Warm fuzzies

Largo Desolato

By Vaclav Havel, translation by Tom Stoppard
Directed by Derek Cecil
The Rude Mechanicals
Greenwich St. Theatre
547 Greenwich St. (269-4TIX or www.ticketweb.com)
In repertory with A Midsummer Night's Dream; call for schedule
Equity showcase (closes June 13)
Review by Doug DeVita

It takes a certain amount of genius (and gall) to fashion a side-splitting farce out of fear, paranoia, and the loss of individual freedoms. But the combination of Vaclav Havel's devastating intellect and the verbal pyrotechnics of Tom Stoppard with Rude Mechanicals Theatre Company's high-octane energy created an explosively funny evening out of Stoppard's translation of Havel's savage black comedy, Largo Desolato.

Set in Czechoslovakia just before the Velvet Revolution in 1989, Largo Desolato tells the story of Professor Leopold Nettles, a writer trapped in his apartment by his fear of mysterious visitors who threaten his ethical principles, his sanity, and even his life.

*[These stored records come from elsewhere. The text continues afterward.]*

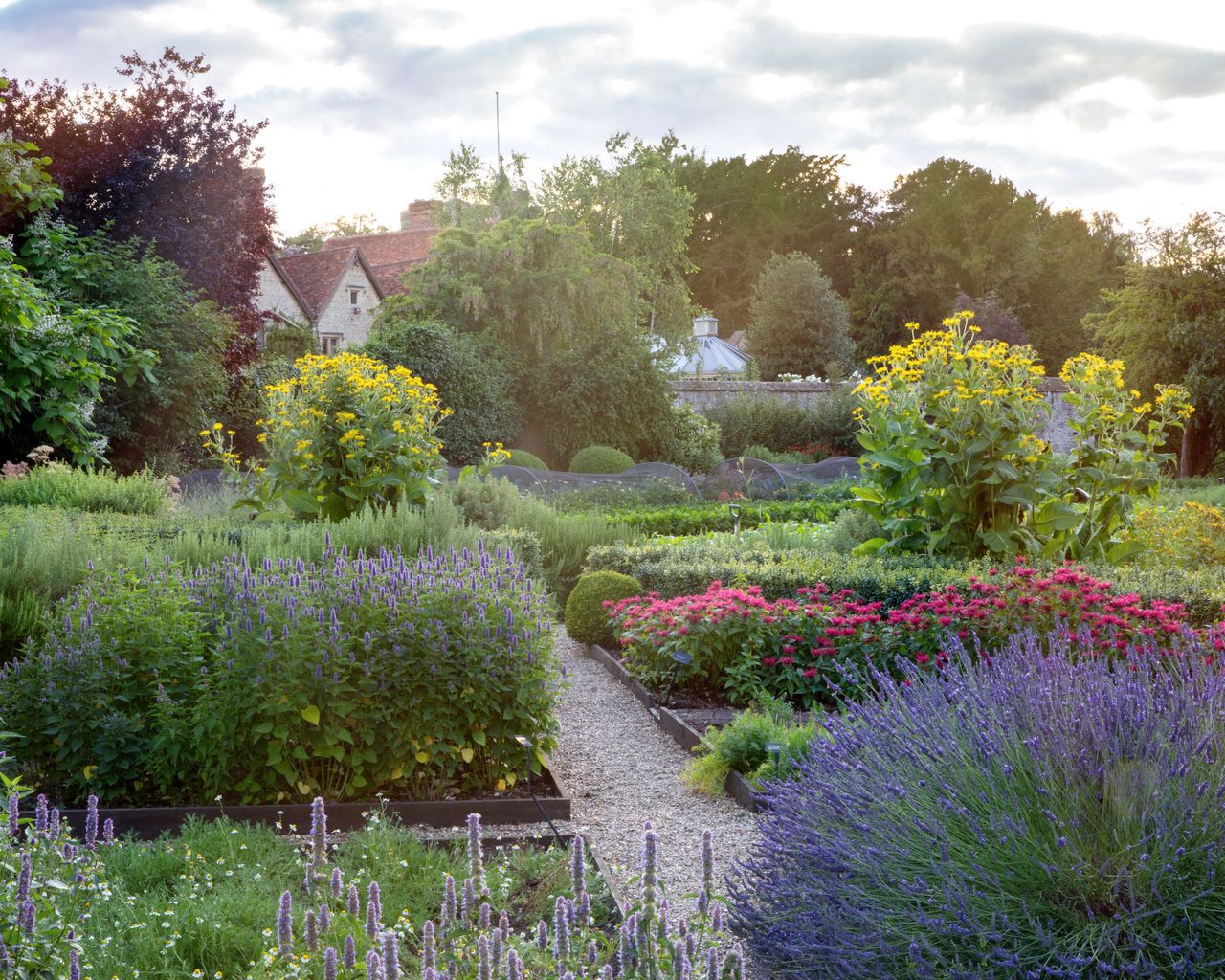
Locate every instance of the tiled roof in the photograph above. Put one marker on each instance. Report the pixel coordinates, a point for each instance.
(389, 253)
(315, 276)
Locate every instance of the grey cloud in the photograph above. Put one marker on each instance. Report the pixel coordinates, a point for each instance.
(1011, 68)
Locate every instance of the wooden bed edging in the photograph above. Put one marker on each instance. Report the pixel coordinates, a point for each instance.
(149, 821)
(680, 730)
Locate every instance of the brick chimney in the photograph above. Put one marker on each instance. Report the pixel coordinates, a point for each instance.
(418, 215)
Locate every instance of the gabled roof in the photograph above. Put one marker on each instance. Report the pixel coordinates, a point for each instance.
(314, 277)
(283, 275)
(390, 253)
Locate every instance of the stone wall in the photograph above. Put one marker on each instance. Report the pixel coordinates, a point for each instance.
(702, 396)
(276, 298)
(338, 318)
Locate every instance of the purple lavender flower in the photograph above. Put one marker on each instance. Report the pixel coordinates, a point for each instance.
(374, 911)
(27, 917)
(285, 926)
(482, 968)
(577, 866)
(318, 832)
(449, 902)
(476, 856)
(390, 956)
(23, 878)
(560, 930)
(428, 953)
(469, 901)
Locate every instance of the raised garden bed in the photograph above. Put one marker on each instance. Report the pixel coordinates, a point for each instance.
(677, 724)
(149, 821)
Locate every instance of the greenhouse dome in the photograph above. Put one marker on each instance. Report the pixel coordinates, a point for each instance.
(713, 357)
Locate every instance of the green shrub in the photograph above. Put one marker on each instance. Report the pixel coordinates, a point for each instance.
(468, 379)
(46, 552)
(692, 441)
(57, 485)
(287, 680)
(689, 568)
(705, 516)
(587, 620)
(525, 459)
(781, 425)
(600, 459)
(740, 746)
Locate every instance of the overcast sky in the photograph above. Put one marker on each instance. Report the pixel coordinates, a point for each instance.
(1093, 105)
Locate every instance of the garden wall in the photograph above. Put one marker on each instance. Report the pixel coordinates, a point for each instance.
(702, 396)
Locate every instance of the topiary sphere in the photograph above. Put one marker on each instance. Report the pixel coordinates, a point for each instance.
(587, 620)
(600, 459)
(525, 459)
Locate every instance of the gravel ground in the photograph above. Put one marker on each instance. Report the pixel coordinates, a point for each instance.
(620, 770)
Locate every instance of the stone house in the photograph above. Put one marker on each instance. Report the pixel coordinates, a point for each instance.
(336, 292)
(333, 292)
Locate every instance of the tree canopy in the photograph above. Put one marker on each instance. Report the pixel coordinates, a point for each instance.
(160, 161)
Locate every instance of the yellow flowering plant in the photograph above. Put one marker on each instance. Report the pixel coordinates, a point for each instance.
(954, 462)
(1116, 456)
(344, 432)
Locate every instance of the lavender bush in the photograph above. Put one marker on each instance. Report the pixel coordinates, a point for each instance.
(1055, 816)
(344, 678)
(656, 940)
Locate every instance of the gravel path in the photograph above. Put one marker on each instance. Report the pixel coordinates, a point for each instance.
(620, 770)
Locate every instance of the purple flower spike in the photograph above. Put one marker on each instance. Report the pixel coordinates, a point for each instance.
(91, 823)
(577, 866)
(482, 968)
(374, 911)
(428, 953)
(23, 878)
(449, 902)
(285, 926)
(311, 930)
(476, 856)
(390, 956)
(469, 900)
(560, 930)
(318, 834)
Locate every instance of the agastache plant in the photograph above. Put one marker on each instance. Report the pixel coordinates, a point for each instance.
(1048, 813)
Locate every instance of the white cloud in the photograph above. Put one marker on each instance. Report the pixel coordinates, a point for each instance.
(367, 97)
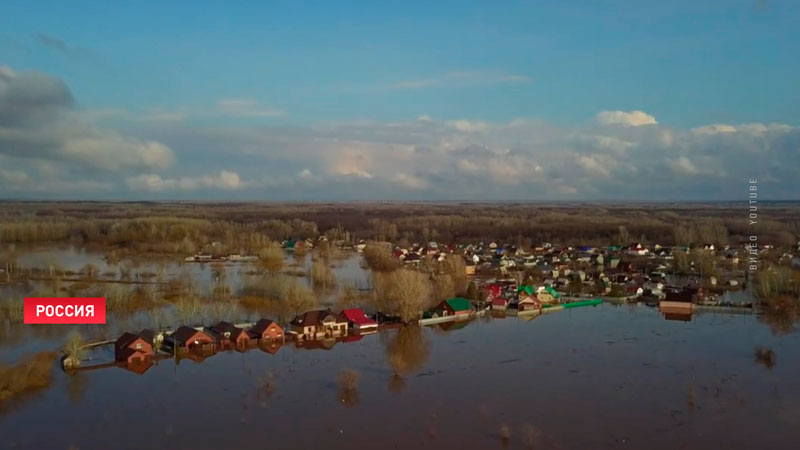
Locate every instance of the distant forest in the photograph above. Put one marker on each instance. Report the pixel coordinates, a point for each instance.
(185, 227)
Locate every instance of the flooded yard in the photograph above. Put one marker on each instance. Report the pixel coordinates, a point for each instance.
(598, 377)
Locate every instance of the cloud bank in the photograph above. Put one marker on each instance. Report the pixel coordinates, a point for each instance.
(50, 148)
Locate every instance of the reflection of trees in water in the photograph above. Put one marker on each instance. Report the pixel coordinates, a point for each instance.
(407, 350)
(26, 379)
(765, 357)
(781, 313)
(348, 387)
(265, 387)
(77, 383)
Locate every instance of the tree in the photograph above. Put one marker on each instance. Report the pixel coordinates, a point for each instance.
(472, 292)
(271, 259)
(405, 294)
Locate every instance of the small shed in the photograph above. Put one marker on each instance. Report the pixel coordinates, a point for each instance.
(191, 339)
(227, 332)
(267, 330)
(529, 303)
(499, 304)
(453, 307)
(132, 347)
(358, 320)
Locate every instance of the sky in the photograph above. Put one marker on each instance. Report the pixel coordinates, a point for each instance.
(597, 100)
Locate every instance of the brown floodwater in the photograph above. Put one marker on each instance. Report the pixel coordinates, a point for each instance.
(595, 377)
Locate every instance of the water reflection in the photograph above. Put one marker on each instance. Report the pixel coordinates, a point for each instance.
(407, 350)
(348, 387)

Under Derek Cecil's astute direction, the inherent humor in even the blackest situations was mined and effortlessly blended into one steadily rising line of tension and hilarity, ticking like a time-bomb towards its inexorable conclusion. With a facile, sure grasp on the demanding material, Cecil and his highly skilled cast executed every perfectly timed comic move with the ease of a well-oiled piece of chillingly efficient machinery. Particularly outstanding in an outstanding ensemble were Eric Siegel, an edgy bundle of jangling nerves as Leopold; Ryan Rilette and Christopher Hickman, simmering with a barely contained malicious glee as two members of the state police bent on interrogating Leopold; and Matthew Lawler, who nearly stopped the show with his profound pontificating.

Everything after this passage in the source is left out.